02 Juni 2003 — 8 menit baca

Ex-tapol tidak berhak KTP Seumur Hidup

Mohon perhatian para pembaca sekalian terhadap berita tentang “Bekas Tahanan Politik Tidak Berhak KTP Seumur Hidup” yang disiarkan oleh Harian Sinar Indonesia Baru (30 Mei 2003). Sebab berita yang singkat ini menunjukkan bahwa sisa-sisa buruk dari sistem politik rezim militer Orde Baru masih diteruskan sampai sekarang. Walaupun Suharto sudah “dilengserkan” lima tahun yang lalu oleh gerakan pemuda/mahasiswa dan tekanan inernasional, tetapi masih banyak praktek-praktek rezimnya yang terus mendatangkan - sampai sekarang ! - , penderitaan bagi para korban Orde Baru beserta keluarga mereka. Berita tersebut lengkapnya berbunyi sebagai berikut :

“Nona Nani Nurani, warga Kelurahan Tugu Utara, Kec Koja Jakarta Utara, yang mem-PTUN-kan camatnya ternyata seorang Eks Tapol Golongan C, yang tidak berhak memperoleh KTP seumur hidup.

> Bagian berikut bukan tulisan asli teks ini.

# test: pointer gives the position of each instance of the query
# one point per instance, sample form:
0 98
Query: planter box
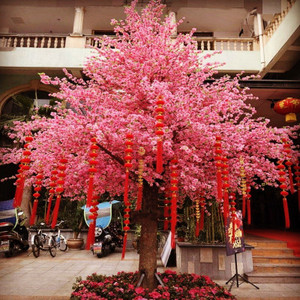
211 260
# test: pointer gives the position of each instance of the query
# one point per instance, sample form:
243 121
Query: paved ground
25 277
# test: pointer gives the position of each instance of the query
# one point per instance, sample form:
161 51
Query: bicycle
40 241
57 240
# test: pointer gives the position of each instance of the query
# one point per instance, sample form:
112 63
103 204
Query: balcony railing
204 43
32 40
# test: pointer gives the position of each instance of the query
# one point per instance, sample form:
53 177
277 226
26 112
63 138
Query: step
272 252
276 259
257 277
276 268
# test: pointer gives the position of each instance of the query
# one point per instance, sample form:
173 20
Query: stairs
273 262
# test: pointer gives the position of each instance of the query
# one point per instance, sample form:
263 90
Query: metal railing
23 40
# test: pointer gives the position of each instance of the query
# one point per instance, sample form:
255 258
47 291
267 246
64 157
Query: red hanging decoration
167 210
288 163
59 189
92 225
248 200
92 170
51 193
218 160
140 179
232 216
284 193
127 165
24 166
202 210
174 189
197 214
243 186
159 132
225 186
297 173
36 195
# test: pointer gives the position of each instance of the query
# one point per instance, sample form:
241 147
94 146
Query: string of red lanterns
284 193
59 189
174 190
36 195
159 132
51 193
127 165
23 167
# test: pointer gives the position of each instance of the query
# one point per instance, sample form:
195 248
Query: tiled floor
26 277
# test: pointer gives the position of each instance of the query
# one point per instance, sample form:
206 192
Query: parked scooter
106 241
13 238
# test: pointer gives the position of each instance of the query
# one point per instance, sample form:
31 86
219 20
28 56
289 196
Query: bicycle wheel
35 250
62 244
52 248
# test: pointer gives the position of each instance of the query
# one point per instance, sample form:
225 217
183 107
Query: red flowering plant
123 286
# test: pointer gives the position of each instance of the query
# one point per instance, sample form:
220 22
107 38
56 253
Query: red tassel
291 181
219 185
139 198
124 245
48 209
299 199
244 206
33 213
159 160
19 192
173 219
91 235
249 211
233 230
90 192
126 188
286 213
55 211
197 229
225 207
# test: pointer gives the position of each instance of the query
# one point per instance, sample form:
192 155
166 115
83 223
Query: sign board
237 244
166 252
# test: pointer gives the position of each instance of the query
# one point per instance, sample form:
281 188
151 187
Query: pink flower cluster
125 77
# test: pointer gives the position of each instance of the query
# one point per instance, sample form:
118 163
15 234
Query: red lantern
23 167
284 193
59 189
232 216
218 159
127 165
225 186
140 179
92 170
51 193
174 189
288 107
297 173
159 132
37 189
167 210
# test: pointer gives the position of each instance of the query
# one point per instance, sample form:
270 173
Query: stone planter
211 260
75 244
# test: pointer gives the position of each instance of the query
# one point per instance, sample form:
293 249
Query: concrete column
78 21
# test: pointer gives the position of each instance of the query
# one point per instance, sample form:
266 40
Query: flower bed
122 286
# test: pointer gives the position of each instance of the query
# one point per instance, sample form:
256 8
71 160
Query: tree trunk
148 240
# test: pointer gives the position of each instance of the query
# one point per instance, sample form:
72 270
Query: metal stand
143 276
236 276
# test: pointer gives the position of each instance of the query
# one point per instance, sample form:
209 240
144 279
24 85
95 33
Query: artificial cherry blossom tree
126 76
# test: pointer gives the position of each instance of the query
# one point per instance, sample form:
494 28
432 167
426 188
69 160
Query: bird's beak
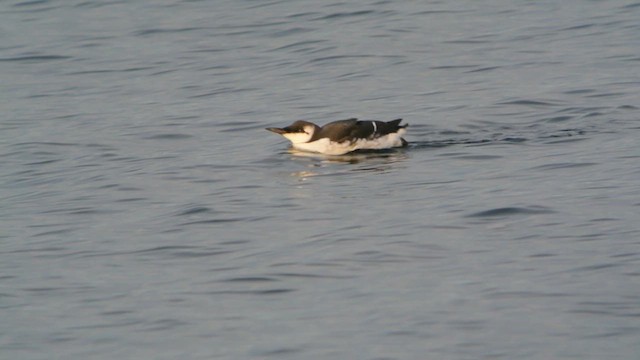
277 130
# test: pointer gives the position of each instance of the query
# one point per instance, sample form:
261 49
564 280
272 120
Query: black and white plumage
343 136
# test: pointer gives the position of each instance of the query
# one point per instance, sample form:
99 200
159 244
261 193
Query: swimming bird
344 136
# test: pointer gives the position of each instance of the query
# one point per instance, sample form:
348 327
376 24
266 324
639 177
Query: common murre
343 136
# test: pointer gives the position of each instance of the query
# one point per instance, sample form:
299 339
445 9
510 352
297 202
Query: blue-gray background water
145 212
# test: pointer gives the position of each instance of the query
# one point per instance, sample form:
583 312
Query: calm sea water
145 212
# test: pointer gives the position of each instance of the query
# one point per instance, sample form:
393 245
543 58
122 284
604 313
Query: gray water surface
147 214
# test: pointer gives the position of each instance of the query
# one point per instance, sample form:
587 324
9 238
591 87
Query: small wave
510 211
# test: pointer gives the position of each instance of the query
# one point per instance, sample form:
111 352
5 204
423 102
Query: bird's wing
337 130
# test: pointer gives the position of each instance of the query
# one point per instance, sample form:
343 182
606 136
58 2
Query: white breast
326 146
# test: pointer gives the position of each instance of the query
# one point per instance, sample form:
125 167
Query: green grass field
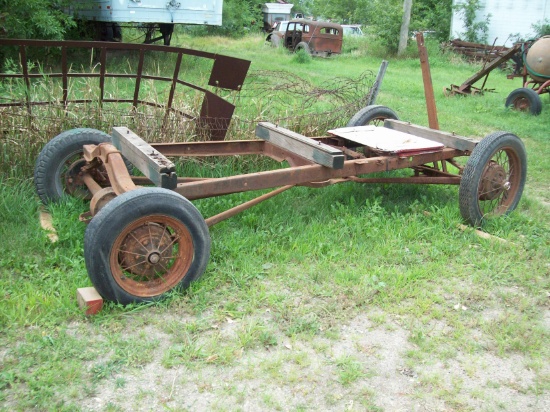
349 297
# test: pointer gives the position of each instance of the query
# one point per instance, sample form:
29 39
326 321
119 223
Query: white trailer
150 14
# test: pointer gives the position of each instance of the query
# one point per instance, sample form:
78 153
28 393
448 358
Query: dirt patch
364 366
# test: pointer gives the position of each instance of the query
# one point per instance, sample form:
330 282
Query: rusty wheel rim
499 183
151 255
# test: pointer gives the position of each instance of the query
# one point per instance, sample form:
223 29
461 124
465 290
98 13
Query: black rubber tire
525 100
493 178
303 46
56 156
135 216
372 115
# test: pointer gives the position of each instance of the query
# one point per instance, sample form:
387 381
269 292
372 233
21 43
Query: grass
287 278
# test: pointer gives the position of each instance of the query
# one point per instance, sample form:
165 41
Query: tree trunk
404 34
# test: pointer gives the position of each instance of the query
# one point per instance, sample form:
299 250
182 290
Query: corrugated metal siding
507 17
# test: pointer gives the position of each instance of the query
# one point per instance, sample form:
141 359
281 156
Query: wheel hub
494 182
147 251
73 181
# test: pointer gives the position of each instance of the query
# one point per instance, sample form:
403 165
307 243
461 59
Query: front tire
145 243
493 178
525 100
372 115
58 164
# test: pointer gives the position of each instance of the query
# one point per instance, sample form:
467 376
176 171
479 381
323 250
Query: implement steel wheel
525 100
145 243
493 178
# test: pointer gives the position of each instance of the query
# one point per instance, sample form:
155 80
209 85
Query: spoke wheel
145 243
493 178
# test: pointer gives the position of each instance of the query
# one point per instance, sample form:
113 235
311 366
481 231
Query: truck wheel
59 163
524 100
144 244
493 178
372 115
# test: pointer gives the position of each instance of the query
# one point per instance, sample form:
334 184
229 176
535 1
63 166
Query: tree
476 30
35 19
404 34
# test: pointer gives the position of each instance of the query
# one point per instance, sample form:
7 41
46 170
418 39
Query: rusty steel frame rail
227 73
300 172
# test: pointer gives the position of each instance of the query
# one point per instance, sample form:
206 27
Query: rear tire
493 178
144 244
372 115
525 100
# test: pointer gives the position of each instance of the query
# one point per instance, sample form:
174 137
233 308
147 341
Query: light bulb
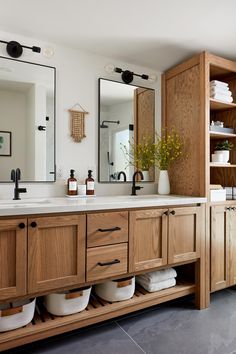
48 52
110 68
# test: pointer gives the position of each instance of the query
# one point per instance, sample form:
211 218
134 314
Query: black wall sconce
15 49
127 76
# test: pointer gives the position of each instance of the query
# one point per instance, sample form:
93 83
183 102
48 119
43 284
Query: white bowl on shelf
67 302
16 314
116 290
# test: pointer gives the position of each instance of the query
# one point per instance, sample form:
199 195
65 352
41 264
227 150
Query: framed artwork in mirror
5 143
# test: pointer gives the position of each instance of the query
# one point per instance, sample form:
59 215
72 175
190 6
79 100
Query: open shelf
45 325
219 135
216 105
221 165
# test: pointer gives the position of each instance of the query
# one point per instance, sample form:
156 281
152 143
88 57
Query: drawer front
107 228
107 261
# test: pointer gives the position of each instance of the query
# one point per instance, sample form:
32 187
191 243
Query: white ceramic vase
163 182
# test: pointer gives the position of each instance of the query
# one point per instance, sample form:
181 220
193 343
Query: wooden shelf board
217 105
222 165
45 325
219 135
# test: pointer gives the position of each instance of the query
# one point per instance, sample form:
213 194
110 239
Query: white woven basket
67 302
116 290
17 315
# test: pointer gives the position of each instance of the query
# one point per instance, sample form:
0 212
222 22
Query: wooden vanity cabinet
13 257
56 252
185 228
148 239
164 236
223 246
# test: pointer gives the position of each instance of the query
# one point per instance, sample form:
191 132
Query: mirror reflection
126 113
27 105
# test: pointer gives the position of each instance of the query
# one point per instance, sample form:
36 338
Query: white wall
77 81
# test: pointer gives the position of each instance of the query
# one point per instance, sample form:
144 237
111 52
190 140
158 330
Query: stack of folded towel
219 90
158 280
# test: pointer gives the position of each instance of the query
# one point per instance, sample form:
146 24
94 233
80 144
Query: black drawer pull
109 263
116 228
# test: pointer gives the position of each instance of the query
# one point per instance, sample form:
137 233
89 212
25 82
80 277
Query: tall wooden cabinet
188 107
223 246
13 257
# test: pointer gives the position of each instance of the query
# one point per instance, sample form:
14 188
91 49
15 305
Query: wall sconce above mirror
27 114
126 114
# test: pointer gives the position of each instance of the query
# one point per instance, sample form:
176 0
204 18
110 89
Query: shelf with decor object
216 105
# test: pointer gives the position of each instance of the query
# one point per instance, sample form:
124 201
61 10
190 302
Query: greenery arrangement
160 153
141 155
168 148
224 145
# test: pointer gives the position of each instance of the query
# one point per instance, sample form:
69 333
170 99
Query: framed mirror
27 120
126 114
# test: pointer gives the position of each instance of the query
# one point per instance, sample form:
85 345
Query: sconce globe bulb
110 68
127 76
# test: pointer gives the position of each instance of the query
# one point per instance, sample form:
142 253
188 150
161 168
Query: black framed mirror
27 112
126 113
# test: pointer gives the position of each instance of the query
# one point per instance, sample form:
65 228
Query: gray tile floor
171 328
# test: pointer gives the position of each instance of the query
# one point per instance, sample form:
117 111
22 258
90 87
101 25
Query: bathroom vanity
55 244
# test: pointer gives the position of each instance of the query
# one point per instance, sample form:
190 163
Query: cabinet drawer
107 228
106 261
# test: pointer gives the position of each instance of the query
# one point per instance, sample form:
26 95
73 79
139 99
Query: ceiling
153 33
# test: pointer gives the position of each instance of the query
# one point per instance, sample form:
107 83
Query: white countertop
60 205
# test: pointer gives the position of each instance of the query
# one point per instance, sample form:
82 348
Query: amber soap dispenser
72 184
89 183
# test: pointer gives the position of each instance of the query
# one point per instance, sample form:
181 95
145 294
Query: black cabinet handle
116 228
109 263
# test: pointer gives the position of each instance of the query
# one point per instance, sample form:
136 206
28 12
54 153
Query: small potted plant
168 148
223 148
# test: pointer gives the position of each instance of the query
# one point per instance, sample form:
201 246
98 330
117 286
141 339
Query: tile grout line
130 337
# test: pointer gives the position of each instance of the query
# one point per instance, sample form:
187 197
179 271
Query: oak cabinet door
219 244
185 227
13 259
231 247
147 239
56 252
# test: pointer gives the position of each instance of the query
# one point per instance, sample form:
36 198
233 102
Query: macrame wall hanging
77 122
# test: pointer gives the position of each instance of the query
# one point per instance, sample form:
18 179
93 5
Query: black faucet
122 173
15 177
134 187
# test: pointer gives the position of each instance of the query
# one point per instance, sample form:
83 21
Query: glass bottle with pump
72 184
89 183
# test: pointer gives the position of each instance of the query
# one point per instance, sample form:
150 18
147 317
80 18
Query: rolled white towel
221 91
218 83
159 275
152 287
221 97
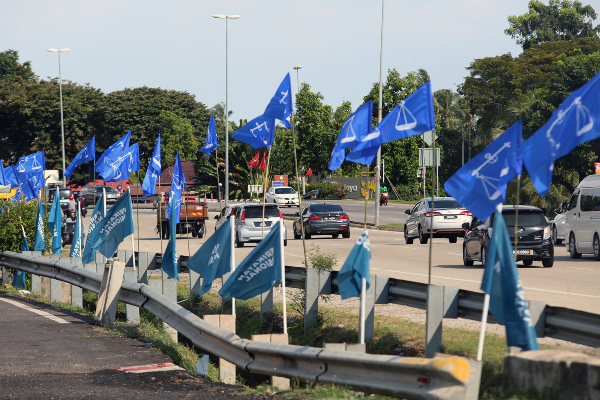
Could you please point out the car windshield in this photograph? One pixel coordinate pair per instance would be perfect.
(285, 191)
(325, 208)
(444, 204)
(256, 212)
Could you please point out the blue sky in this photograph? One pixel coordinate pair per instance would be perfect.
(178, 45)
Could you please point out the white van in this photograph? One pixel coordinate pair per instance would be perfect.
(582, 226)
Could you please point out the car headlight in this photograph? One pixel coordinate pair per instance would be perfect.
(546, 233)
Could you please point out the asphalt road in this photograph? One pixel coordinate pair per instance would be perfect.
(570, 283)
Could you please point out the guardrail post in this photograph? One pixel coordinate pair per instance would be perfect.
(108, 299)
(227, 322)
(435, 315)
(276, 381)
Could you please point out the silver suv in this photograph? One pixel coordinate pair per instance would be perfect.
(248, 222)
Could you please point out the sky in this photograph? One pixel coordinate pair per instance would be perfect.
(176, 44)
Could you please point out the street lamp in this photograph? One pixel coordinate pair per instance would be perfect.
(226, 18)
(298, 67)
(62, 124)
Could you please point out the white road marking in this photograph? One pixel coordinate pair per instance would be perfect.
(466, 280)
(36, 311)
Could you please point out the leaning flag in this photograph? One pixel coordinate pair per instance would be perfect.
(570, 125)
(507, 299)
(255, 160)
(54, 225)
(412, 116)
(116, 226)
(153, 171)
(177, 185)
(211, 137)
(258, 133)
(219, 246)
(169, 260)
(355, 128)
(89, 254)
(39, 242)
(280, 107)
(259, 270)
(86, 154)
(355, 268)
(480, 185)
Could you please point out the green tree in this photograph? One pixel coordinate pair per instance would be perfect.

“SK Mendagri No.24 tahun 1991, antara lain berisi bahwa mereka yang berstatus eks Tapol tidak berhak memperoleh KTP seumur hidup,” kata Camat Koja, Usman, Rabu (28/5).

Karena itulah Sudin Kependudukan dan Catatan Sipil Jakut tidak memberikan KTP seumur hidup kepada yang bersangkutan. Tetapi KTP biasa yang harus diperpanjang lima tahun tetap diberikan. Soal di-PTUN-kannya camat, Usman mengatakan itu hak yang bersangkutan. Tentunya semua langkah yang dilakukan telah melalui prosedur yang sebenarnya.

“Pihak kecamatan sudah melakukan rapat koordinasi dengan bagian hukum Walikotamadya Jakut dan tidak ada masalah. Kami akan mengikuti semua aturan main yang ada,” tambah Usman.

Sebelumnya Minggu (25/5) memberitakan, Camat Koja digugat oleh warganya Nona Nani Nurani, 62 karena tidak memberikan KTP seumur hidup. Alasannya sesuai Perda DKI No 1 tahun 1996, warga yang telah berusia 60 tahun keatas berhak mendapatkan KTP seumur hidup. (kutipan selesai)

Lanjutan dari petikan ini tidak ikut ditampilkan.